10. Here we can see that the byte[] is referenced (live) and it is stored in a hashtable. (Think this could have been found without looking into the code?). The hashtable is created in Form1 class. This limits our scope further, as now we know that we have to look for a hashtable which is declared in Form1 class which stores a byte[].
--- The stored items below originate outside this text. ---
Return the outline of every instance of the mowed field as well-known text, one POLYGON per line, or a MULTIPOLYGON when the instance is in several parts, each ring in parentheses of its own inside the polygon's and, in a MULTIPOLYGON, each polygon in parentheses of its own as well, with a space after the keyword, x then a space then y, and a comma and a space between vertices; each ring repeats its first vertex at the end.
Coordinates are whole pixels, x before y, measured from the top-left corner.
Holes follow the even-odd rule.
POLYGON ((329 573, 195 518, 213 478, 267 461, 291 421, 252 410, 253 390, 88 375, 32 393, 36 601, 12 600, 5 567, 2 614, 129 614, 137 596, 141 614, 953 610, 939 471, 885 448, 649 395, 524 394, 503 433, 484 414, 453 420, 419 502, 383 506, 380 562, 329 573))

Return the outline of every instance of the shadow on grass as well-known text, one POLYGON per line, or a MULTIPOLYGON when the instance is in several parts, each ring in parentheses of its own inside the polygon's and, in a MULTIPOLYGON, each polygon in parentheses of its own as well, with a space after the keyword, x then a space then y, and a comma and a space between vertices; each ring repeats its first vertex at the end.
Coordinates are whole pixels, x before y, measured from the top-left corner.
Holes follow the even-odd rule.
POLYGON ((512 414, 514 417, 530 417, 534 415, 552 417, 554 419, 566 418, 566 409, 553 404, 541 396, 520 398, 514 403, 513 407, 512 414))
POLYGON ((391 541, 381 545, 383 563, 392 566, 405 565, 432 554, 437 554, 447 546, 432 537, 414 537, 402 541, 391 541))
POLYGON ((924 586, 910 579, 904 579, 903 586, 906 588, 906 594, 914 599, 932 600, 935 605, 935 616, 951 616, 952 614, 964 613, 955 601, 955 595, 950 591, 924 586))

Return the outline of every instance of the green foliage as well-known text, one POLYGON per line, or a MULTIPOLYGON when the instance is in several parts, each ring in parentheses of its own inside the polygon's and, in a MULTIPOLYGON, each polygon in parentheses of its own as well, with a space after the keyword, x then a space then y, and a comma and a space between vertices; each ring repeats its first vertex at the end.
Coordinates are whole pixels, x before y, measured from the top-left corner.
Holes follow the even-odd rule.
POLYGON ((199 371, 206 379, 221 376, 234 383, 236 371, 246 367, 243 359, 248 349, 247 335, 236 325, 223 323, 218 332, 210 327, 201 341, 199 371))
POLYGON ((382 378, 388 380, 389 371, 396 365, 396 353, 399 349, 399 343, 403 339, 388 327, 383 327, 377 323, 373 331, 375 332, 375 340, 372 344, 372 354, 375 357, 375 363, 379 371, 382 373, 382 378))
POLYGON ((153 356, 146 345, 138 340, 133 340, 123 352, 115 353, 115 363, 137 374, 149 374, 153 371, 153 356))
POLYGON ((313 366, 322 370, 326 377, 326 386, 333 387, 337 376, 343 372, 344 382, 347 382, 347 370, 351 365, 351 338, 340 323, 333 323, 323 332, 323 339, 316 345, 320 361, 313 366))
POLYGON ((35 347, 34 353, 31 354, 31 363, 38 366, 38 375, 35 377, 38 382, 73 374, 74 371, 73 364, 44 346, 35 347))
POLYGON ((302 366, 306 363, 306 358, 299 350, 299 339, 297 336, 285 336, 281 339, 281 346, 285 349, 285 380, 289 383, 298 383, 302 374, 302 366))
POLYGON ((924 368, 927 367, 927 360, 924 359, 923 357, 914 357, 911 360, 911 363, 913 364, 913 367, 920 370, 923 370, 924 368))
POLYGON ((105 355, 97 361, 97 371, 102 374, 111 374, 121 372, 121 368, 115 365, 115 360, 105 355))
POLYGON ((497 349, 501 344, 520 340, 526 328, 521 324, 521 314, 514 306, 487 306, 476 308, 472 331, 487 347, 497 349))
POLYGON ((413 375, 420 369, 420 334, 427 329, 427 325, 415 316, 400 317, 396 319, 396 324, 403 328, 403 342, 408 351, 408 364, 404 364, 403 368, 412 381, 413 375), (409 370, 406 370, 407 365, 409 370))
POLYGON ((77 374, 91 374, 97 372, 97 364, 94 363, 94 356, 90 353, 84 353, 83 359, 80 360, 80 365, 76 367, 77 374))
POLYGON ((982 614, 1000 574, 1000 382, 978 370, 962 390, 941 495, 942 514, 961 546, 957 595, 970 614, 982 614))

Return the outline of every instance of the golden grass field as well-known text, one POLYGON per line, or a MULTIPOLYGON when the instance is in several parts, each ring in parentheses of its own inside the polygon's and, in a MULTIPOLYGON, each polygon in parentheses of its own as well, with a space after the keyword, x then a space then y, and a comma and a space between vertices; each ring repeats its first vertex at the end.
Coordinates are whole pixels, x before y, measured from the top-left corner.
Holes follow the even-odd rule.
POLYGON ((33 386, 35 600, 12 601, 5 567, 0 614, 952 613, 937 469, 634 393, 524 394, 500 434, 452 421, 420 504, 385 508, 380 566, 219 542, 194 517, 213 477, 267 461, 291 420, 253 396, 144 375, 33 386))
11. Let us dump the object Form1 (that stores the hashtable in question) by the command
!do 0128a4ec
Here 0128a4ec is the address of Form1

Display shows output similar to the following:

--------------------------------------------------------------------------------------
MT Field Offset Type VT Attr Value Name
--------------------------------------------------------------------------------------
79332b38 4001e82 fe0 System.Int32 1 static 58 PropMainMenuStrip
79332b38 4001e83 fe4 System.Int32 1 static 59 PropMdiWindowListStrip
79332b38 4001e84 fe8 System.Int32 1 static 60 PropMdiControlStrip
79332b38 4001e85 fec System.Int32 1 static 61 PropSecurityTip
79332b38 4001e86 ff0 System.Int32 1 static 62 PropOpacity
79332b38 4001e87 ff4 System.Int32 1 static 63 PropTransparencyKey
79330508 4001e9a bc0 System.Object 0 static 0128aa04 EVENT_MAXIMIZEDBOUNDSCHANGED
00000000 4000004 13c 0 instance 00000000 components
7b21a924 4000005 140 ...dows.Forms.Button 0 instance 012a8f14 btnLeak
79332f40 4000006 144 ...ections.Hashtable 0 instance 0128a638 hshDataHolder

12. Studying the above output, we ascertain the name of the hashtable as hshDataHolder.

This definitely makes it easier to find the related code! Next, it is up to the programmer to refine and fine-tune the lines of code in order to get rid of the memory leak.